Here is an astonishing work of survival and resilience from Joana Pimenta and Adirley Queirós; their docufiction film packs a pulpy punch, yet is also rooted in an urgent political reality. Informed by the 2018 Brazilian general election, this combustible portrait of life on the margins is an engrossing, volatile ride through Sol Nascente, a crime-ridden slum on the outskirts of Brasília.
Sharing their names with their characters, nonprofessional locals Chitara and Léa are cast as swaggering half-sisters who watch over a formidable all-female gang. The women steal oil from an underground pipeline and sell the black gold to a motorcycle squad; they create a fortress of their own, rebelling against the disenfranchisement that breeds under the authoritarian government. While their nocturnal escapades offer the visceral thrills of a gangster film, real life is also intimately woven into the narrative. Like her character, Léa is also freshly out of prison, the threat of incarceration still haunting her every footstep.

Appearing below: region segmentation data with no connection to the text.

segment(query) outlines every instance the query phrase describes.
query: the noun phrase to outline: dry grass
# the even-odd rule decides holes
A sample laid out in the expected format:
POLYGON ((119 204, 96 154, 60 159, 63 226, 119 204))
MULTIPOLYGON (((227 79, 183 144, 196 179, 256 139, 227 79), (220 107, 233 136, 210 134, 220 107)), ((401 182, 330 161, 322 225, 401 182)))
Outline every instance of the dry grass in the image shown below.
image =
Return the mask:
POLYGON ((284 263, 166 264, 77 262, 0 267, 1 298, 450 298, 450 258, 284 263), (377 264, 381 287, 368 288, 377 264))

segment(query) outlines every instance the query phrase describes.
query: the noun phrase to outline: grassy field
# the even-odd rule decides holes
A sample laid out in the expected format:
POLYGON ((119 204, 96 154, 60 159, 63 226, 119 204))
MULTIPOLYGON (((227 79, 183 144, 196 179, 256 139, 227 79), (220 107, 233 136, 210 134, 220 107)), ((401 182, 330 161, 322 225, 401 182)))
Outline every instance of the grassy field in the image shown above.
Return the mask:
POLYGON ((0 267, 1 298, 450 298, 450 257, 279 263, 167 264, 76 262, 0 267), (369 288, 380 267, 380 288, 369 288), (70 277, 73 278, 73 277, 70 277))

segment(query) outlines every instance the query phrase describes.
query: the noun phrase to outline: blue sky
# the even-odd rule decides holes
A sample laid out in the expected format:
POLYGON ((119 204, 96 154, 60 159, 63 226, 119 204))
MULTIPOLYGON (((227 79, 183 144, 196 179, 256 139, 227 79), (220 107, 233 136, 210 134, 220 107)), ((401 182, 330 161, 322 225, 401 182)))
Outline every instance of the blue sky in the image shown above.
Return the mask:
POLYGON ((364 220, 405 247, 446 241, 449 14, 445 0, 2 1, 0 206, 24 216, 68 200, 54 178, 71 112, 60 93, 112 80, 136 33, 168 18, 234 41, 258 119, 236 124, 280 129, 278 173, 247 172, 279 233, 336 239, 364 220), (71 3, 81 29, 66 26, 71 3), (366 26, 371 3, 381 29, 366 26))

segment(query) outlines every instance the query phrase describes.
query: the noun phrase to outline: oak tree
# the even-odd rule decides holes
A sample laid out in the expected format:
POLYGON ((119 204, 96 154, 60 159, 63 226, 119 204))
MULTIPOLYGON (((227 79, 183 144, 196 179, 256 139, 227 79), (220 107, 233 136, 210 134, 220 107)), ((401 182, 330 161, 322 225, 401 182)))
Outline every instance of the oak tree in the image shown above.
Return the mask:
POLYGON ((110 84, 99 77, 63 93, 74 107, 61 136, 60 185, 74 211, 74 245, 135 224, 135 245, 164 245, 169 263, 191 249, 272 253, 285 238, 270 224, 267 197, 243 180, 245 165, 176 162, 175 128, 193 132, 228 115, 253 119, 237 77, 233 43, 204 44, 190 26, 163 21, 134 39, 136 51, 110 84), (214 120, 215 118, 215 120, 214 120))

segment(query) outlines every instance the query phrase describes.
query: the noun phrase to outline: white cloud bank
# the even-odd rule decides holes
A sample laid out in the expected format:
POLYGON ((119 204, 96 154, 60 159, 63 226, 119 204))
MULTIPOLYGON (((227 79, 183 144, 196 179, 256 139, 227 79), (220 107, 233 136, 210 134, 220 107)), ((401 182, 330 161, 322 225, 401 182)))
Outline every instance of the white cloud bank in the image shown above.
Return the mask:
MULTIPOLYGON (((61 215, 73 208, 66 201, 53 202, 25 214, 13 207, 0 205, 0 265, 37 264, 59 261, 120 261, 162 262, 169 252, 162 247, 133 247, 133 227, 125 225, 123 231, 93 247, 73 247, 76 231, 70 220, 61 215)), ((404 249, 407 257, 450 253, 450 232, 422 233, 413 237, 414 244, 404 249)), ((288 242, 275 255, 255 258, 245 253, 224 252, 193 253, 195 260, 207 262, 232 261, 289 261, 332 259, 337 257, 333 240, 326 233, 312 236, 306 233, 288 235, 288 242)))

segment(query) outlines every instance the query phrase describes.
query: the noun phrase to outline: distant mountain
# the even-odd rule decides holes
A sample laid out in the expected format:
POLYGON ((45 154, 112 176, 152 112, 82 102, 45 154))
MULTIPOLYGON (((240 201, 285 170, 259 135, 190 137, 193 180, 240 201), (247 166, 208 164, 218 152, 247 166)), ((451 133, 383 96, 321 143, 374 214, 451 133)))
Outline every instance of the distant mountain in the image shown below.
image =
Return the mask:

Working with non-actors is a delicate process, and what makes Dry Ground Burning especially absorbing is its willingness to allow fictional storylines to organically emanate from Chitara and Léa’s lived experiences. The film feels like a collaborative effort, and its sense of collectivism is echoed in the invigorating sequences where people sing and dance together. The queer dimension of the bond between the women in Sol Nascente offers another avenue of liberation.
In the end, reality does tragically step in, taking the fictional elements in an unexpected direction, but the possibility for catharsis remains. In a world marred by political hopelessness, Dry Ground Burning literally and figuratively sets the landscape on fire, and out of the ashes there is hope for a new order free from oppression.